ただ、どんなに上手くいっても市場価格より少なくとも2割程度は割増しにするつもりです。
これは儲けとか必要経費という視点以外に最低価格規制を導入する法的根拠が必要だからです。
ようするに食品を作る業者に国としてやらせたいことがあって、その為にはコレだけの費用がかかるので、最低この値段で売る必要がある、というのが最低価格規制の根拠になります。
なので市場価格と最低価格を同じにしてしまったら、国としてやらせたいことはない(あるいは無料で出来る)のに価格を規制するってことになるので、それだとおそらく他の法律とかに抵触するでしょう。
国としてやらせたいことの内容は、まぁ食の安全安心とかに金をかけるのが無難だとは思うんですが、筆者としては農業従事者の比率をもっと上げたいという意図があります。
現在第一次産業従事者の比率は4%らしいんですが、これを少なくとも10%、出来れば20%近くまで上げていきたい。
自給率200%な上バイオエタノール事業も新設されるからそれだけでもかなり増えるとは思いますけど、そこから更にもう一声欲しいわけですよ。
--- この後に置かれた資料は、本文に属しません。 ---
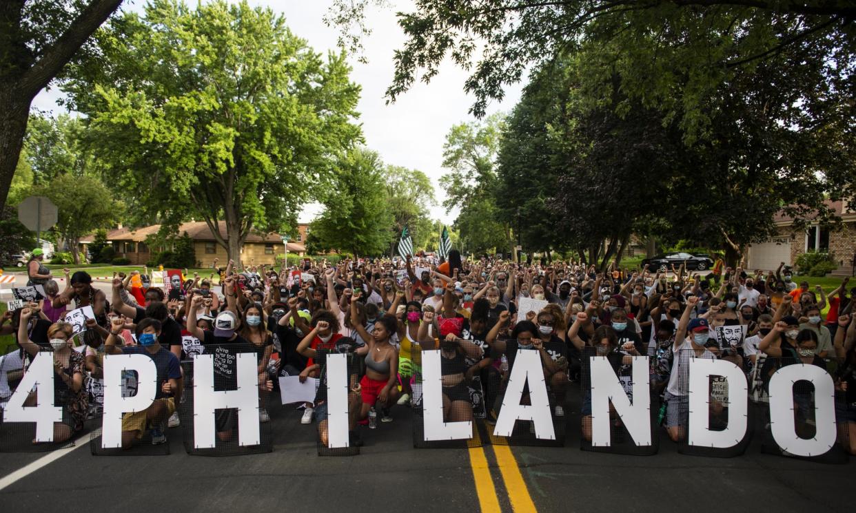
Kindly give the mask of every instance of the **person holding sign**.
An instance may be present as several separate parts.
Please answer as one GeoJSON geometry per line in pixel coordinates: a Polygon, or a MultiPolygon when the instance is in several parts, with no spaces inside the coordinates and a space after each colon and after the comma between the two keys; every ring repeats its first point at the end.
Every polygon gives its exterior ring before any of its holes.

資本主義というか人間の欲の悪い側面だと思うのですが、インフラ系の仕事って特に労働環境とか低く抑えられがちなんですよね。
大事なものだと皆認識はしているんですが、あって当たり前やって当たり前出来て当たり前になってしまって、それらの仕事が評価されにくくなっている。
その結果安全安心は当たり前と認識されて値段しか評価されなくなり、より少人数でより効率よくより安価に、という方向にのみ進化することになる。
普通に考えてごく少数の一部の人間に食の全てを委ねるって恐ろしくないですか?
しかも世間はその人間の仕事ぶりを評価せず、安価でこき使って搾取する構造なわけです。
携わる人間が少なければ少ないほど、一人が裏切った時の被害は甚大になるわけで、だから農業従事者の比率をもっと上げたいと思ってるわけですね。
人数が増えればそれに伴って政治的発言力も増すので、仕事に対する無理解や搾取といったヘイトを溜める要素も改善されていくでしょう。